If you clearly observe the video, it was evident that Dhoni started moving his leg way before Sharma’s ball had even reached Vohra, which means he had anticipated precisely the shot Vohra was going to play from the Punjab opener’s body position. The former Indian skipper kept his body constant while extending his legs. The interesting thing about the technique was that even though his body was extended to the extreme, his hands were exactly where they needed to be. It was a revealing aspect of Dhoni’s keeping as he made sure that if, Vohra decided not to hit the ball to gully, or got a thin edge, he would still be in trouble, even when Dhoni had a leg in the air. So, by creating the angle with his extended foot, Dhoni managed to double his reach while having both his hands and legs in perfect positions to stop the ball, almost like a right angle triangle. Think of it in a normal sense and then put all your extraordinary analytical power to judge the situation. You will have to accept that this was an extraordinary maneuverer or as India’s fielding coach R Sridhar, then simply explained that as, “That’s the Mahi way, and it’s one step ahead of the regular wicket-keeping manual.”

Undoubtedly, a wicketkeeper is the best man to judge a bowler or a batsman, but how many times in the history of the sport, have we seen someone with such situation awareness and intelligence. And that is precisely what has made the soft-spoken Jharkhand player literally the best “stumper” the world has ever seen. In the recently concluded ODI series against Sri Lanka, Dhoni effected his 100th ODI stumping that officially put him at the top of the hierarchy.

So, what has made him, in the words of Michael Slater, “the fastest gloves in the west”, a phenomenon, is a pretty difficult one to decode. His technique defied the very fundamental of earth’s existence – Newton’s laws of motion that we all had studied during our schooling, which pertains to the behavior of objects for which all existing forces are not balanced.

The law states, “The acceleration of an object is dependent upon two variables - the net force acting upon the object and the mass of the object. The acceleration of an object depends directly upon the net force acting upon the object, and inversely upon the mass of the object. As the force acting upon an object is increased, the acceleration of the object is increased. As the mass of an object is increased, the acceleration of the object is decreased.”

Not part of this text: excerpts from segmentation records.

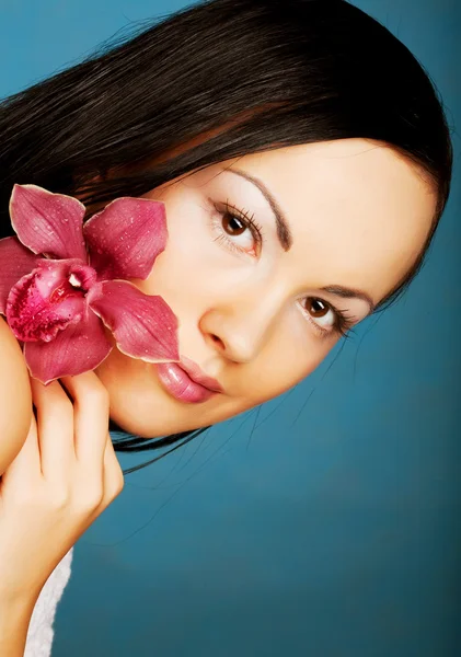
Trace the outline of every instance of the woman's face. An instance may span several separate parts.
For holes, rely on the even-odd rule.
[[[181,357],[222,390],[114,348],[96,369],[111,416],[146,437],[216,424],[312,372],[405,276],[436,204],[413,164],[365,139],[249,154],[145,196],[165,204],[169,241],[132,283],[165,299]]]

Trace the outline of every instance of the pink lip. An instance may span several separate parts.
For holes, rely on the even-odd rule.
[[[196,362],[185,356],[181,362],[159,362],[155,367],[160,382],[181,402],[197,404],[217,392],[223,392],[216,379],[207,377]]]

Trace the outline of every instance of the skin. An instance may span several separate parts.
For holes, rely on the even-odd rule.
[[[275,197],[290,227],[288,251],[268,201],[232,170],[256,176]],[[177,401],[155,366],[114,348],[95,370],[111,417],[145,437],[216,424],[304,379],[341,338],[333,308],[351,325],[372,310],[321,288],[358,289],[378,304],[415,262],[436,208],[414,163],[366,139],[249,154],[145,196],[165,204],[169,242],[149,277],[131,280],[165,299],[180,321],[180,354],[224,389],[198,404]],[[227,200],[254,215],[261,247],[250,229],[220,216]]]
[[[279,244],[262,193],[229,169],[270,191],[289,222],[290,249]],[[180,402],[155,366],[116,348],[95,372],[45,387],[28,380],[0,319],[0,653],[11,657],[23,655],[49,573],[123,488],[108,416],[130,433],[160,436],[215,424],[288,390],[339,339],[333,307],[355,325],[401,281],[436,207],[413,163],[364,139],[246,155],[146,197],[165,204],[170,237],[149,277],[132,283],[166,300],[180,321],[180,353],[224,391]],[[227,200],[254,214],[262,245],[221,217]],[[361,290],[371,306],[322,290],[331,286]]]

So, as per the law, while a taking a catch in a cricket match, one has to move his hands in the backward direction to smoothly absorb its momentum and prevent it from popping back out. However, with Dhoni, it is the other way around as he doesn’t take his hands backward at all. And instead what he does is pure genius as he moved his hands towards the ball to receive it. Usually, when you do this, your hands will have to absorb a lot of force as a leather ball travels up to 80-100 kms per hour. While many believe that it will end up making a giant red spot on the body, and sometimes, even can break the bones, Dhoni does it by pulling his wrists in the backward direction.

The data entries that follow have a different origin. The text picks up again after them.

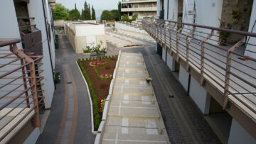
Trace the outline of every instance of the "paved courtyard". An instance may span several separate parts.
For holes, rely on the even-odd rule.
[[[65,35],[59,37],[61,48],[56,50],[55,70],[60,72],[61,82],[57,84],[49,118],[37,143],[93,143],[89,98],[75,63],[78,58],[86,57],[75,53]],[[145,45],[117,48],[107,43],[107,55],[118,54],[119,50],[143,55],[170,142],[220,143],[197,106],[156,54],[155,43],[132,38]]]

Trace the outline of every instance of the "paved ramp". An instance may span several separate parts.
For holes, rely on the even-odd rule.
[[[121,54],[102,143],[169,143],[142,54]]]

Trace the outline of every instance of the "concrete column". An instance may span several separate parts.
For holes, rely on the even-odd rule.
[[[208,94],[207,91],[192,77],[191,77],[189,95],[203,114],[209,113],[210,96]]]
[[[233,118],[228,144],[252,144],[256,143],[254,139]]]
[[[252,13],[256,13],[256,1],[253,1]],[[250,24],[249,24],[249,29],[248,29],[249,32],[256,33],[256,23],[255,25],[255,21],[256,21],[256,15],[252,14],[251,17],[250,17]],[[253,25],[255,25],[254,27],[253,27]],[[248,39],[249,39],[249,37],[247,37],[247,40],[248,40]],[[256,38],[250,37],[248,43],[250,44],[256,45]],[[256,49],[255,48],[255,46],[247,45],[246,47],[246,49],[245,51],[245,55],[248,55],[253,58],[256,58],[255,53],[253,53],[252,52],[248,52],[248,51],[247,51],[247,50],[256,52]]]

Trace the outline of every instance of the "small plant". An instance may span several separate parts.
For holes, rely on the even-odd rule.
[[[149,82],[152,80],[152,78],[151,77],[146,77],[146,82],[149,84]]]

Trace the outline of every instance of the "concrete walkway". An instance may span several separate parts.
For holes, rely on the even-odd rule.
[[[60,72],[51,110],[36,143],[93,143],[90,106],[86,86],[75,65],[78,58],[65,35],[59,35],[55,71]],[[47,79],[47,77],[46,77]]]
[[[169,143],[142,54],[122,52],[102,143]]]

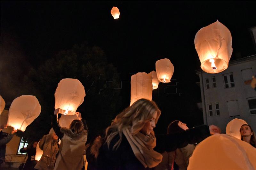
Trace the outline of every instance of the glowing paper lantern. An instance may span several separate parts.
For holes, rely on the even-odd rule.
[[[41,112],[41,106],[35,96],[22,95],[14,99],[11,105],[7,124],[24,131]]]
[[[66,127],[68,128],[70,123],[75,119],[79,120],[82,119],[81,114],[79,113],[78,116],[76,114],[73,115],[61,115],[61,117],[59,120],[59,123],[61,127]]]
[[[161,59],[156,63],[156,75],[162,83],[169,83],[174,71],[174,67],[168,58]]]
[[[62,79],[58,84],[54,94],[55,109],[60,108],[60,113],[64,115],[75,115],[85,96],[84,87],[79,80]]]
[[[157,78],[156,72],[155,71],[152,71],[149,73],[148,74],[151,76],[151,78],[152,79],[152,85],[153,86],[153,90],[157,89],[158,88],[158,85],[159,84],[160,82]]]
[[[119,16],[120,15],[120,12],[119,12],[119,10],[116,7],[113,6],[111,10],[111,15],[114,18],[114,19],[119,18]]]
[[[145,72],[132,76],[131,80],[131,104],[142,98],[152,100],[153,86],[151,76]]]
[[[1,110],[1,112],[0,113],[2,113],[4,109],[4,107],[5,107],[5,102],[4,101],[4,100],[3,98],[1,96],[0,96],[0,97],[1,98],[1,103],[0,103],[0,110]]]
[[[196,147],[188,170],[256,169],[256,149],[225,134],[209,137]]]
[[[243,119],[236,118],[229,122],[226,127],[226,134],[233,136],[238,139],[241,139],[240,128],[244,124],[247,124]]]
[[[194,42],[204,71],[215,73],[228,68],[233,49],[231,34],[224,25],[217,20],[201,28]]]

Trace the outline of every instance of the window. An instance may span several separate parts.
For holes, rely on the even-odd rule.
[[[227,101],[227,103],[229,117],[232,117],[239,116],[240,114],[237,100],[229,101]]]
[[[206,86],[206,89],[210,88],[210,86],[209,84],[209,79],[208,78],[205,78],[205,85]]]
[[[27,153],[20,153],[20,150],[23,148],[27,147],[27,146],[28,146],[28,141],[24,141],[23,138],[21,137],[20,139],[20,144],[19,145],[19,149],[18,149],[18,151],[17,152],[17,154],[22,155],[26,155],[27,154]]]
[[[212,116],[212,104],[208,105],[208,110],[209,111],[209,116]]]
[[[249,68],[241,70],[241,72],[245,85],[249,85],[252,82],[252,78],[253,74],[252,68]]]
[[[224,79],[225,88],[235,87],[235,83],[232,73],[224,75],[223,78]]]
[[[212,87],[214,88],[216,87],[216,78],[215,78],[215,76],[212,77]]]
[[[216,115],[219,116],[220,115],[220,107],[219,107],[219,103],[215,103],[215,110],[216,111]]]
[[[249,109],[250,114],[256,114],[256,97],[248,98],[248,103],[249,104]]]

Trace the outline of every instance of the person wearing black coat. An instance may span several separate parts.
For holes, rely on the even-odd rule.
[[[104,137],[98,137],[87,149],[88,170],[150,169],[162,161],[160,153],[220,133],[216,126],[202,125],[183,132],[155,136],[153,129],[160,114],[154,102],[143,99],[126,109],[107,129]]]
[[[37,161],[35,160],[36,156],[36,149],[37,144],[37,142],[34,142],[28,145],[27,148],[23,148],[20,150],[20,153],[27,152],[28,154],[28,159],[24,166],[23,170],[33,170]]]

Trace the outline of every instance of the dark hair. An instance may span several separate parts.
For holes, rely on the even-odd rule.
[[[255,134],[254,133],[254,132],[253,132],[253,130],[252,130],[252,127],[251,127],[251,126],[247,124],[244,124],[242,125],[241,126],[241,127],[240,128],[240,134],[241,134],[241,128],[242,128],[243,126],[244,126],[245,125],[248,126],[250,127],[250,129],[251,129],[251,131],[252,131],[252,135],[251,136],[251,139],[250,139],[250,144],[254,146],[255,148],[256,148],[256,138],[255,137]],[[242,135],[241,135],[241,140],[244,140],[243,139],[243,137],[242,136]]]
[[[79,133],[84,129],[82,123],[77,119],[73,120],[69,125],[69,129],[75,133]]]
[[[174,133],[178,132],[181,132],[185,131],[185,130],[180,128],[178,124],[180,121],[176,120],[170,123],[167,129],[167,133]]]

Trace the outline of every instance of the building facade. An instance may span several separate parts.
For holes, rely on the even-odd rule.
[[[251,86],[256,75],[256,55],[230,61],[228,68],[217,74],[196,71],[200,79],[204,123],[220,127],[226,133],[235,118],[245,120],[256,131],[256,91]]]

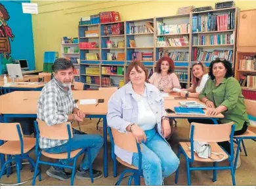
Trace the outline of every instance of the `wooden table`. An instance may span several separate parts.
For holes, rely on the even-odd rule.
[[[1,81],[1,80],[3,81],[4,76],[5,76],[4,75],[0,75],[0,81]],[[8,82],[12,82],[12,80],[8,77],[8,75],[6,75],[6,76],[7,77]],[[30,79],[37,78],[39,78],[39,76],[36,75],[23,75],[23,78],[22,79],[18,78],[18,79],[15,79],[14,81],[15,82],[29,81]]]
[[[80,105],[78,108],[87,118],[102,118],[104,143],[104,174],[108,177],[108,146],[107,146],[107,122],[108,101],[110,94],[103,94],[98,90],[72,91],[75,99],[104,99],[104,102],[95,105]],[[15,91],[0,96],[0,113],[3,122],[8,122],[9,118],[37,118],[37,105],[41,92]],[[11,102],[11,103],[10,103]],[[0,142],[0,145],[3,144]],[[1,156],[1,164],[5,162],[3,156]]]
[[[38,91],[15,91],[0,96],[0,114],[3,116],[4,122],[7,122],[8,118],[37,117],[37,100],[41,92]],[[107,122],[106,114],[108,112],[108,101],[112,95],[112,93],[102,93],[98,90],[72,91],[75,99],[104,99],[104,102],[95,105],[80,105],[77,102],[78,108],[82,111],[88,118],[99,118],[103,119],[103,137],[104,144],[104,174],[108,177],[108,146],[107,146]],[[165,108],[173,110],[174,107],[179,106],[181,99],[175,99],[178,94],[171,94],[168,97],[165,97]],[[185,100],[193,100],[200,102],[199,99],[188,99]],[[10,103],[11,102],[11,103]],[[202,102],[200,102],[202,103]],[[206,110],[207,111],[207,110]],[[168,116],[175,118],[207,118],[212,119],[215,123],[219,118],[223,118],[221,114],[217,116],[206,115],[181,115],[177,114],[169,114]],[[0,145],[2,143],[0,143]],[[1,156],[1,163],[5,162],[4,156]]]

The trait helps him increase the time to slow down the ball and by then, his hands are already close to the stumps. So, Dhoni remains successful in striking the stumps at the right time, instead of covering the entire distance. Take the stumping off Sabbir Rahman in the World T20 match against Bangladesh to the count. Not only was he quick in collecting the ball down leg and bringing it back but he timed it perfectly just when Rahman’s leg rose from the crease. This was the case of pure instinct as much was the game awareness. Another example of Dhoni’s pure class was that he even managed to whip off the bails in a flash to dismiss Ricky Ponting in 2007 and the bowler was Irfan Pathan, who used to clock 138kmph easily back then. 

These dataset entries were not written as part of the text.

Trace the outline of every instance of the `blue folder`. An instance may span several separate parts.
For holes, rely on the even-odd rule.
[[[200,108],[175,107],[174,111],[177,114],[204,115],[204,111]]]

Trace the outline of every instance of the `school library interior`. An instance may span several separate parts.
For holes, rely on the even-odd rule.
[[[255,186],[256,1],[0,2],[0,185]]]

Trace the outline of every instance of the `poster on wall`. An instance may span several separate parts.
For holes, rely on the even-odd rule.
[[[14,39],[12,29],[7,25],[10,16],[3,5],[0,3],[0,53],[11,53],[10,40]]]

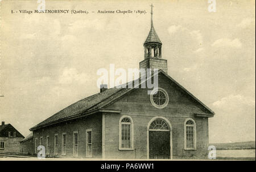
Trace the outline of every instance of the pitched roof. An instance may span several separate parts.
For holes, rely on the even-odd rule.
[[[31,139],[32,138],[33,138],[33,132],[31,132],[27,137],[24,138],[22,141],[20,141],[19,142],[23,142],[28,140]]]
[[[150,28],[150,33],[147,36],[147,39],[144,42],[144,44],[149,43],[149,42],[158,42],[162,44],[162,42],[158,37],[156,32],[155,31],[155,28],[153,25],[153,19],[152,16],[152,11],[151,11],[151,27]]]
[[[101,93],[98,93],[82,99],[64,108],[41,123],[39,123],[35,126],[32,127],[30,130],[32,131],[33,128],[37,128],[40,126],[43,126],[63,118],[81,114],[85,111],[89,111],[99,102],[109,98],[122,89],[122,88],[109,88]]]
[[[214,114],[212,110],[162,70],[159,70],[158,72],[155,75],[158,75],[159,73],[163,74],[164,75],[174,81],[174,83],[175,83],[179,88],[191,96],[191,97],[196,102],[201,105],[204,109],[208,111],[212,114]],[[152,77],[153,77],[153,75],[151,76],[151,78]],[[151,78],[148,78],[147,80],[150,80]],[[139,80],[139,85],[141,84],[142,83],[141,80]],[[30,130],[33,131],[42,127],[50,125],[53,122],[57,122],[57,123],[58,121],[61,122],[60,121],[62,119],[69,119],[72,117],[81,117],[83,114],[86,113],[91,112],[97,109],[100,109],[134,89],[135,87],[134,87],[134,84],[135,83],[135,80],[119,85],[117,87],[109,88],[103,92],[98,93],[82,99],[55,114],[52,116],[32,127]],[[130,83],[132,83],[133,85],[132,88],[129,88],[128,87],[125,87],[125,88],[122,88],[125,87],[123,87],[123,86],[129,85]]]
[[[9,125],[10,124],[4,124],[4,125],[0,125],[0,132],[5,128],[7,126]]]
[[[154,27],[151,27],[150,33],[148,33],[148,36],[147,36],[147,39],[146,40],[146,41],[145,42],[144,42],[144,44],[149,42],[158,42],[162,44],[162,42],[158,37],[156,32],[155,32]]]

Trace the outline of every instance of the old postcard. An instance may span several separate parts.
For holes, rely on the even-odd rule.
[[[0,161],[255,160],[255,1],[0,3]]]

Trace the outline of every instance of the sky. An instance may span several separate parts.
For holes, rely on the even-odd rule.
[[[210,143],[255,140],[255,1],[53,1],[46,9],[88,14],[11,14],[36,1],[2,1],[0,121],[25,136],[59,110],[99,92],[97,71],[138,68],[154,25],[168,74],[216,114]],[[97,14],[141,10],[146,14]],[[91,11],[96,11],[94,13]]]

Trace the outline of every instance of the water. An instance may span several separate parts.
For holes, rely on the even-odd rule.
[[[247,158],[255,157],[255,149],[217,150],[217,157]]]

Over the years, apart from Dhoni, India have a fairly illustrious list of wicketkeepers - Syed Kirmani, Kiran More, Farokh Engineer, Nayan Mongia. Among them, Dhoni, Kirmani, and Engineer are widely regarded as the best that India has ever had, while More and Mongia didn’t fair that badly behind the stumps in the post-Kirmani era. But when Indian selectors decided to jettison Mongia for good in 2001, MSK Prasad, Saba Karim, Vijay Dahiya, Sameer Dighe, Deep Dasgupta, Ajay Ratra, Dinesh Karthik, and Parthiv Patel had all donned the gloves, but, none were that good to contain the terrific leg spinners of Anil Kumble and doosras of Harbhajan Singh. Then, Dhoni arrived on the stage and with a home-grown technique, managed to send the Pakistani pacers for a leather hunt, in only the fifth ODI of his career that made him the darling of the masses overnight. 

Although his leadership and supreme ability to finish off the games from any precarious situations contributed to his cult status, his safe pair of gloves and lightening quick stumpings also personified his legacy. And the 100th ODI stumpings is just the mere affirmation of that the Mahi way is unique and not easy to emulate.